Former Emerging Creative Dillon Marsh investigates isolated landscapes through photography. In his series, “For What It’s Worth” the Capetonian artist explores the vestiges of the South African mining industry and contemplates the unspoken expenses of pulling precious metals out of the Earth.
Using landscape photography in combination with computer generated images in post-production, Marsh portrays the total amount of metal derived from each site (as a glimmering sphere of copper) embedded in the abandoned ruins of the mine.
The photographer creates a visual juxtaposition between the landscape’s natural devastation and the unnatural, alien-like ball of metal fitted snugly in each mine’s crater.
Apart from the natural disruption of the mining industry, Marsh aims to highlight the temporal financial stimulation that these mines bring to surrounding communities – only to be abandoned once the mine’s ore is depleted.
According to the photographer, “Whether they are active or long dormant, mines speak of a combination of sacrifice and gain. Their features are crude, unsightly scars on the landscape – unlikely feats of hard labour and specialised engineering, constructed to extract value from the Earth but also exacting a price."
"For What It’s Worth" represents the effect of unsustainable economies – industries that skyrocket for a number of years, then crash inevitably. The images depict the bone-dry region of Namaqualand whose towns saw rapid development as mining communities would settle nearby.
Each photograph features a distinct (now defunct) mine.

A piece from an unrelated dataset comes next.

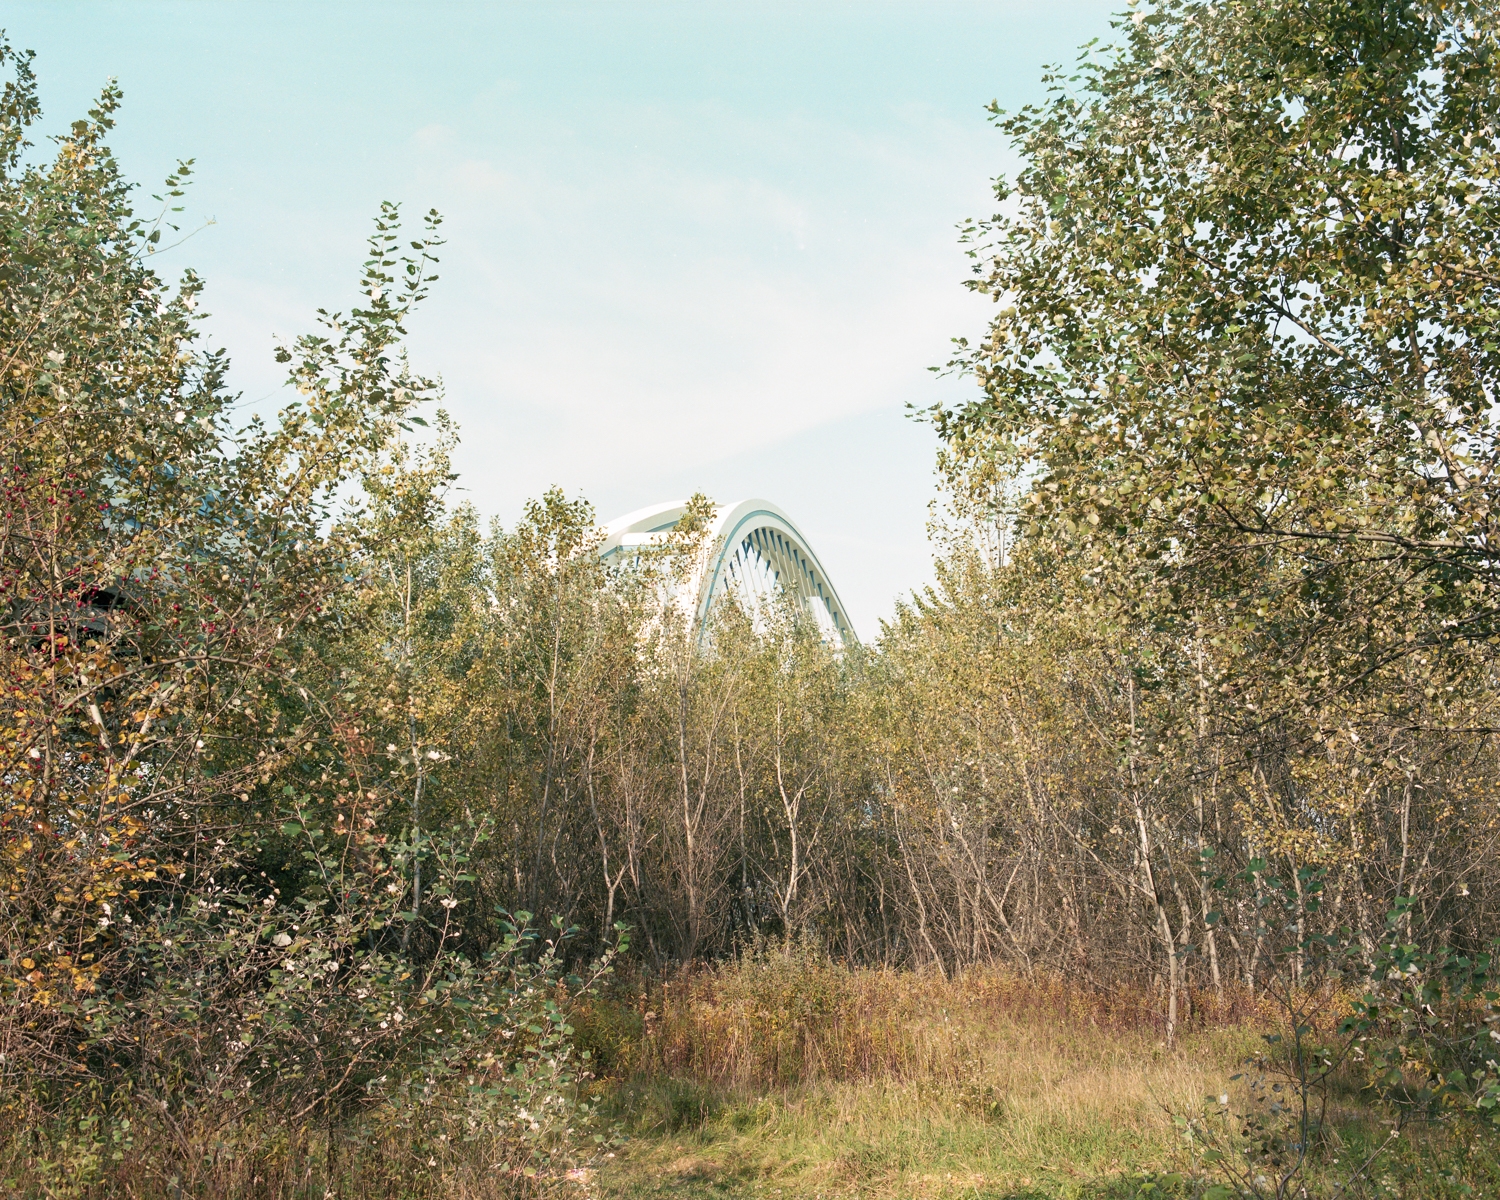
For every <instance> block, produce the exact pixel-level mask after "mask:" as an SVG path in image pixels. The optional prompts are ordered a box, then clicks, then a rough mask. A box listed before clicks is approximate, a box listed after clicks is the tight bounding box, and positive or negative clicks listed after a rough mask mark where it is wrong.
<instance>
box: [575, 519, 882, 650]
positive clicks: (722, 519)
mask: <svg viewBox="0 0 1500 1200" xmlns="http://www.w3.org/2000/svg"><path fill="white" fill-rule="evenodd" d="M685 508H687V501H681V499H673V501H669V502H666V504H654V505H651V507H649V508H639V510H636V511H633V513H627V514H625V516H622V517H618V519H616V520H610V522H609V525H606V526H604V541H603V544H601V546H600V549H598V553H600V556H601V558H603V559H604V561H609V559H612V558H615V556H616V555H631V553H639V552H640V550H642V549H645V547H648V546H657V544H661V541H664V540H666V537H667V534H670V532H672V529H675V528H676V523H678V520H681V519H682V513H684V511H685ZM684 592H685V594H684V595H682V600H684V607H687V606H688V604H691V609H690V612H691V613H693V618H694V624H696V625H697V630H699V636H702V634H703V631H705V630H706V627H708V613H709V610H711V609H712V606H714V604H715V603H717V601H718V600H721V598H723V597H726V595H733V597H735V598H736V600H738V601H739V606H741V607H742V609H744V610H745V612H748V613H750V615H751V618H753V616H756V615H757V613H760V612H765V609H766V607H768V604H769V603H771V601H772V598H774V597H777V595H786V597H790V598H792V601H793V603H795V604H796V606H798V607H801V609H804V610H805V612H807V615H808V616H811V619H813V621H816V622H817V627H819V628H820V630H822V633H823V637H825V639H828V640H831V642H846V643H847V642H855V640H856V637H855V631H853V625H850V624H849V616H847V613H846V612H844V606H843V601H841V600H840V598H838V592H837V591H835V589H834V585H832V580H831V579H829V577H828V571H826V570H825V568H823V564H822V562H819V561H817V555H816V553H814V552H813V547H811V546H808V544H807V538H805V537H802V531H801V529H798V528H796V525H793V523H792V517H789V516H787V514H786V513H784V511H781V510H780V508H777V507H775V505H774V504H771V501H768V499H742V501H739V502H738V504H721V505H718V507H717V508H715V510H714V517H712V520H711V522H709V526H708V537H706V538H705V540H703V550H702V553H700V555H699V559H697V564H696V567H694V570H693V574H691V577H690V579H688V582H687V586H685V589H684Z"/></svg>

The locations that Marsh travelled to include the Blue Mine (near the town of Springbok), Tweefontein Mine (Concordia) and the Copperton Mine.
"The CGI objects represent a scale model of the materials removed from each mine, a solid mass occupying a scene showing the ground from which it was extracted.
By doing so, the intention is to create a kind of visualisation of the merits and shortfalls of mining in South Africa, an industry that has shaped the history and economy of the country so radically," writes Marsh.